My useSandboxedCookies proposal above solves 99% of the CORS problem. Since it could be added to the HTML spec in addition to CORS, we could stop there. However, there is another use-case that my proposal prevents but CORS allows, however poorly.

There are legitimate reasons why MyGoodWebsite might want to access Gmail.com using Alice's logged in credentials, and Gmail.com may want to allow it. For example, Gmail.com may want to offer a ‘log in with Gmail’ feature to third-party web apps. My proposal above prevents this since the only client-side code allowed to access Alice's Gmail.com cookies is Gmail.com’s code itself.

We need a reliable way for two client-side apps to communicate with each other. To do this, we can add a relatively simple extension to the postMessage API: allow postMessage to post a message to a URL. When this happens, the browser fetches data from the specified URL to initialize a headless client-side javascript session. That session can then send and respond to postMessages with other client-side web apps.
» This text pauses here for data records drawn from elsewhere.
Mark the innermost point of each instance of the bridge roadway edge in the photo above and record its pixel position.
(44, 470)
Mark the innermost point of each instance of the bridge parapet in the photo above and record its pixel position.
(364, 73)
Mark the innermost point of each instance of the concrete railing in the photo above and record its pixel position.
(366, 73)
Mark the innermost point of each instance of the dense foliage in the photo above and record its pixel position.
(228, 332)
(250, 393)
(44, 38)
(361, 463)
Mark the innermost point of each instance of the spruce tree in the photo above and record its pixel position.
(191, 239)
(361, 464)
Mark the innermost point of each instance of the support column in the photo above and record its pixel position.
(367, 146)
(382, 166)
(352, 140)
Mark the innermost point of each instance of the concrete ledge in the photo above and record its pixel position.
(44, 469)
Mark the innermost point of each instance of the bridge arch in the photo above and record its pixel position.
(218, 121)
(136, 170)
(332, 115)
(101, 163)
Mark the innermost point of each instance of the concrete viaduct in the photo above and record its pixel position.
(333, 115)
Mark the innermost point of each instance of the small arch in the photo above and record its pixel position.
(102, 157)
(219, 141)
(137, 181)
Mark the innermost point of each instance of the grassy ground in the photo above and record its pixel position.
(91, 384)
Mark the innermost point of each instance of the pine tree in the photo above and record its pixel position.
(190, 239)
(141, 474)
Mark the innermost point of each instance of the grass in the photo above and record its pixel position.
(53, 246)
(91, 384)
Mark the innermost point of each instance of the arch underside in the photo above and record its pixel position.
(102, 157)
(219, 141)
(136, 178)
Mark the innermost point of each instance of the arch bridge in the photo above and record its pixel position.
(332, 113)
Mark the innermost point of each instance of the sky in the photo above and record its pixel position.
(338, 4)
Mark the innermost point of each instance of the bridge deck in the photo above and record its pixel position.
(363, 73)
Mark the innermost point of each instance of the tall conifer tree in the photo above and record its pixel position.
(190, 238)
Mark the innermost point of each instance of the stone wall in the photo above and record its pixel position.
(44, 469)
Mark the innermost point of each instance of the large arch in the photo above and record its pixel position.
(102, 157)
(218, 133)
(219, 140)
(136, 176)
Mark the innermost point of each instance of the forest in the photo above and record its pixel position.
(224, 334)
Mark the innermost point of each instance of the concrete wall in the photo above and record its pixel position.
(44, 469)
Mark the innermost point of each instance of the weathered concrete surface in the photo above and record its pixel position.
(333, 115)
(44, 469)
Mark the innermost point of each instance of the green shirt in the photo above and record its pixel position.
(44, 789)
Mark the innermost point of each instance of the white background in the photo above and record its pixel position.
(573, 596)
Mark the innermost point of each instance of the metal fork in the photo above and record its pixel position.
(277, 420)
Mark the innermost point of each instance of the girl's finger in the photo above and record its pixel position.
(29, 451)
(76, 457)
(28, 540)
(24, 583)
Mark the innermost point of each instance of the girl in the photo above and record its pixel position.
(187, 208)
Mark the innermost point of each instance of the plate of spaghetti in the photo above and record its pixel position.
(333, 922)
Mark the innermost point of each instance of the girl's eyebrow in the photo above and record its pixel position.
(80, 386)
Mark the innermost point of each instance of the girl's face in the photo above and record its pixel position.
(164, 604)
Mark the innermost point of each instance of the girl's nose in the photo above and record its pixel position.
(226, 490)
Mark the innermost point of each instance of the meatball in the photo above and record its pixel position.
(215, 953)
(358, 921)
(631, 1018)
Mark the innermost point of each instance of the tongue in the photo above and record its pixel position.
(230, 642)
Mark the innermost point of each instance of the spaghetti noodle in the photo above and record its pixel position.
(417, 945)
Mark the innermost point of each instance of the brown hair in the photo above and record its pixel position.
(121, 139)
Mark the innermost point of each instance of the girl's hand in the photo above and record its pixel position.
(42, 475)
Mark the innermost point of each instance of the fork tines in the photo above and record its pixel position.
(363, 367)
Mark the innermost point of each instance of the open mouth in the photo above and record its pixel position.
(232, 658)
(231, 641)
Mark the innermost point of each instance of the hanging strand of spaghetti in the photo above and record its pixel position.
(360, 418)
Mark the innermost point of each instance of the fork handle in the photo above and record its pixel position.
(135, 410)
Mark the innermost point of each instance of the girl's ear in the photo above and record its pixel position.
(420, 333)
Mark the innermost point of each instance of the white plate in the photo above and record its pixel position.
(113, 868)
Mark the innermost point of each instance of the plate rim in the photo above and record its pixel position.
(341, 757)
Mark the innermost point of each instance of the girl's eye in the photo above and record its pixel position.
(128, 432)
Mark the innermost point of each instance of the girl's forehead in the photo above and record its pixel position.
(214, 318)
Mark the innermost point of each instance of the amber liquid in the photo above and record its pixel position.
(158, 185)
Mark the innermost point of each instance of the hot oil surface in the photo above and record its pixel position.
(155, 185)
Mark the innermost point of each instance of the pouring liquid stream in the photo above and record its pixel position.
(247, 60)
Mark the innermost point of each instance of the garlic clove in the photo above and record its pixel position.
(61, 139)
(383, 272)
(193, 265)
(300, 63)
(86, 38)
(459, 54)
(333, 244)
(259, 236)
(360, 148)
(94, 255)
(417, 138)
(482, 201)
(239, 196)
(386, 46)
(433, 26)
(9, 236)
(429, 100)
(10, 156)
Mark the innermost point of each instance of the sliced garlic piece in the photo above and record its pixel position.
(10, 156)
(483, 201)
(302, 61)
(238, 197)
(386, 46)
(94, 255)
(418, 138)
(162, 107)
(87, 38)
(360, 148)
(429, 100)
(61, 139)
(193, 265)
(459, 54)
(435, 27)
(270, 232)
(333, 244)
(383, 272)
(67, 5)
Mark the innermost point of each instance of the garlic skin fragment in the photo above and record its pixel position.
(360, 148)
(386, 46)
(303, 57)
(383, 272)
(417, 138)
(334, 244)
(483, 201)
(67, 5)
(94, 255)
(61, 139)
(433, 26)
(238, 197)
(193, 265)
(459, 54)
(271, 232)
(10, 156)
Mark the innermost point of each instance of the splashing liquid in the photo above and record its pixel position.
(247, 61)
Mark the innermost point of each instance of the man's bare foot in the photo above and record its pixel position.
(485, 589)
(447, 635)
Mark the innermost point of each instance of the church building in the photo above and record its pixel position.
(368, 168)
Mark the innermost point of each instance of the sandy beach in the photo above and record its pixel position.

In the example above, MyGoodWebsite could postMessage to gmail.com/api.js. Once the gmail app loads, it sends back a postMessage that it is ready. Then MyGoodWebsite can use Gmail’s custom API for authentication. The gmail.com/api.js app can then use the user’s already-authenticated gmail.com cookies to communicate with the gmail.com servers and authenticate the third-party app.

Recap

I've outlined two proposals which superscede CORS and solve its problems:

  • Sandboxed Cookies: allow a web-app to safely fetch data from anywhere on the web with a simple client-side flag set per request, without any painful 'tainting.' Tainting is depricated.
  • PostMessage to URL: Allow any web-app to start any other for the purpose of safe communication and safe use of authenticated cookie credentials.

I have wasted way too many hours on CORS over the past few years, and I'm sure I'm not the only one. These proposals are simple to use and implement. They would open the web up to the web itself, instead of just native apps.

Does anyone know how to get the attention of the HTML5 standards committee?